All rudeness aside, I decided to explain it to him. I love talking to churlish brick walls. I'm like a perky, blond Sisyphus.

"Well, you see. You should maybe have a little interest in what was going on leading up to Bastille Day. Let me give you the very broad strokes.

Back in France at the time, they were having a lot of natural disasters. Whole towns had been wiped out by storms. Many people had lost their homes. Crops had been decimated. That meant there was very little in the way of food. And bread prices went through the roof. People were homeless and starving...

Anything? Any lightbulbs overhead? No?

Meanwhile, France's national debt was atrocious. France had been overseas fighting in the American Revolutionary War. It had been a long, drawn-out conflict and many of the French citizens were tired of it and wanted to know why their country was fighting in a war they had no business being a part of.

Now are any bells going off? No? Stay with me. We'll have snacks soon.

Well, also at the time, the middle class had been taxed so much that it had become a poor class. The nobility and clergy were exempt from this tax. A financial adviser to King Louis made a suggestion that a new tax be made to include the nobility which comprised the top percentage of the country. Well, the nobility went bitchcakes and refused. The financial adviser was fired. The poor at this point, were fed up and decided that they were going to storm Wall Street. I'm sorry, I mean The Bastille.

Sound familiar?

France didn't even have the added bonus of Twitter back then for their revolution. All they had was Madame Defarge and her knitting needles. I bet it took a long goddamned time for a retweet.

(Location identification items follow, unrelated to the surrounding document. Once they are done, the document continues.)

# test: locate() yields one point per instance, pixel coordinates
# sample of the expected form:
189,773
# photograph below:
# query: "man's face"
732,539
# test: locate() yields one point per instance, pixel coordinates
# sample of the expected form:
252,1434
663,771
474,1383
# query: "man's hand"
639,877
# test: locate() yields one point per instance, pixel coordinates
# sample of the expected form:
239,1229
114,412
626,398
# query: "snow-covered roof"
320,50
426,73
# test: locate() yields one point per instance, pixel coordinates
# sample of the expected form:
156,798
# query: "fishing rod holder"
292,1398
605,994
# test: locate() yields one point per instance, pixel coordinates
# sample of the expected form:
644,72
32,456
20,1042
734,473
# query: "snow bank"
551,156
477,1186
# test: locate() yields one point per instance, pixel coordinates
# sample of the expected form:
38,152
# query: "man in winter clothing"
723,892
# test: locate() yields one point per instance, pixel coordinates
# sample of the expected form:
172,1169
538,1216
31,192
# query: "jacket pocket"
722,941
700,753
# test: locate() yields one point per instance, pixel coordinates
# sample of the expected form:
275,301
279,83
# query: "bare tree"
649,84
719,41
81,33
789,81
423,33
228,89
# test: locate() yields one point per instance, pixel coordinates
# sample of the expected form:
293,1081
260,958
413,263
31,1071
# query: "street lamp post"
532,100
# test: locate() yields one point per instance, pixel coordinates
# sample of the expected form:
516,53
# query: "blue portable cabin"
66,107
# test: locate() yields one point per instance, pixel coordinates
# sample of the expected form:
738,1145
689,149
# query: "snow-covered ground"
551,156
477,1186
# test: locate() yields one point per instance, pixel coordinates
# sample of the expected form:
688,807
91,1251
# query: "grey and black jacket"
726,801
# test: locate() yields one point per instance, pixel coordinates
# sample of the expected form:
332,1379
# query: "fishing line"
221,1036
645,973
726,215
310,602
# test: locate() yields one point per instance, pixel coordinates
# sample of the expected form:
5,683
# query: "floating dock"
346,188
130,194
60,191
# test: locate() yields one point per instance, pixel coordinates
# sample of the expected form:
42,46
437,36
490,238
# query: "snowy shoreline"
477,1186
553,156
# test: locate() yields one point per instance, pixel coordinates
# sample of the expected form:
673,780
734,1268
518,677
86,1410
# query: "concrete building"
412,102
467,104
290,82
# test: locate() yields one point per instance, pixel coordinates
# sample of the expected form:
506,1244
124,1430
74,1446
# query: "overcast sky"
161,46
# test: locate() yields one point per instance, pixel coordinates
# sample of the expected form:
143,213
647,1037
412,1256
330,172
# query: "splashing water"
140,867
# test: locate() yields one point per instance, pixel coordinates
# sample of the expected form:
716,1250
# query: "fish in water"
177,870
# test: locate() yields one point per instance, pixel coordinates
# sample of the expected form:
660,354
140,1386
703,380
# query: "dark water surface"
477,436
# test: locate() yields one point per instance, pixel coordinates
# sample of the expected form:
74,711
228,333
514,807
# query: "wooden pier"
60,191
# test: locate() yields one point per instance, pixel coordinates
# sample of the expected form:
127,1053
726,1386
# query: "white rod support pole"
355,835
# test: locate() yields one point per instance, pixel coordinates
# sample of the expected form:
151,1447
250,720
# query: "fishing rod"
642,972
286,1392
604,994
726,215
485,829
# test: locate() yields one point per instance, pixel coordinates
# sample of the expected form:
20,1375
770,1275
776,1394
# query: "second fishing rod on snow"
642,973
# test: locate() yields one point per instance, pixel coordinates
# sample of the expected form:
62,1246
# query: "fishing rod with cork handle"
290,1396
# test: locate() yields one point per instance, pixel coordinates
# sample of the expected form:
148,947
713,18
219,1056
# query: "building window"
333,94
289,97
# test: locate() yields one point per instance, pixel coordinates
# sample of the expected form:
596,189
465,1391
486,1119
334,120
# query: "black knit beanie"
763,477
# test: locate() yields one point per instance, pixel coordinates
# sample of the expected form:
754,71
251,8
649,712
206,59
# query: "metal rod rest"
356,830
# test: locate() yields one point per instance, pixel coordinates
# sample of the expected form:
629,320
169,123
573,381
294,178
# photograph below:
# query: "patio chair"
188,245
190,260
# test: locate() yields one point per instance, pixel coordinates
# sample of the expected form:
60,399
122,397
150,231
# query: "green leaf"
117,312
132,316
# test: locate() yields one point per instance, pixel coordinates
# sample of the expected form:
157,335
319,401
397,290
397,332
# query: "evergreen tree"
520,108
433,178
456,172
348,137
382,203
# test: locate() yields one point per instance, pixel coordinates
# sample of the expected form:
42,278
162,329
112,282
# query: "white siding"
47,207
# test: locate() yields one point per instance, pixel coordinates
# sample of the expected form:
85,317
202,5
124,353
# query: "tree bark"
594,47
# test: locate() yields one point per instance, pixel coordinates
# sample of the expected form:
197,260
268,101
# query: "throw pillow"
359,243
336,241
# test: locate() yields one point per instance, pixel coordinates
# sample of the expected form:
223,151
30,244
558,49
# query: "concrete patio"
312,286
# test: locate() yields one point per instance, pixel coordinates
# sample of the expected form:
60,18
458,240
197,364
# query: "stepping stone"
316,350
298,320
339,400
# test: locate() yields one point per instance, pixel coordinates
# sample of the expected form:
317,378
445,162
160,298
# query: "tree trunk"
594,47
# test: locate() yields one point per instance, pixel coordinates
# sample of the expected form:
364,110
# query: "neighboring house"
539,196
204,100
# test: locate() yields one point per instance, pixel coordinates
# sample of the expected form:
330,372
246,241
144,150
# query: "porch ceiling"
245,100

I should probably tell you now that was a Charles Dickens joke. He was a writer. Pretty popular. He wrote serials? Kinda the Dick Wolf of his day? Dick Wolf. He was a TV producer? TV. It was the Facebook of its day?

So, yeah, no. This has nothing to do with our country. History never repeats itself and you should not concern yourself with other countries and their holidays or traditions. Just keep ignoring what is happening and keep downloading remixes and playing Call of Duty.

Hellooo? Great. You had ear buds in the whole time, didn't you?"

I'm against the death penalty but maybe for certain circumstances we could bring back the guillotine?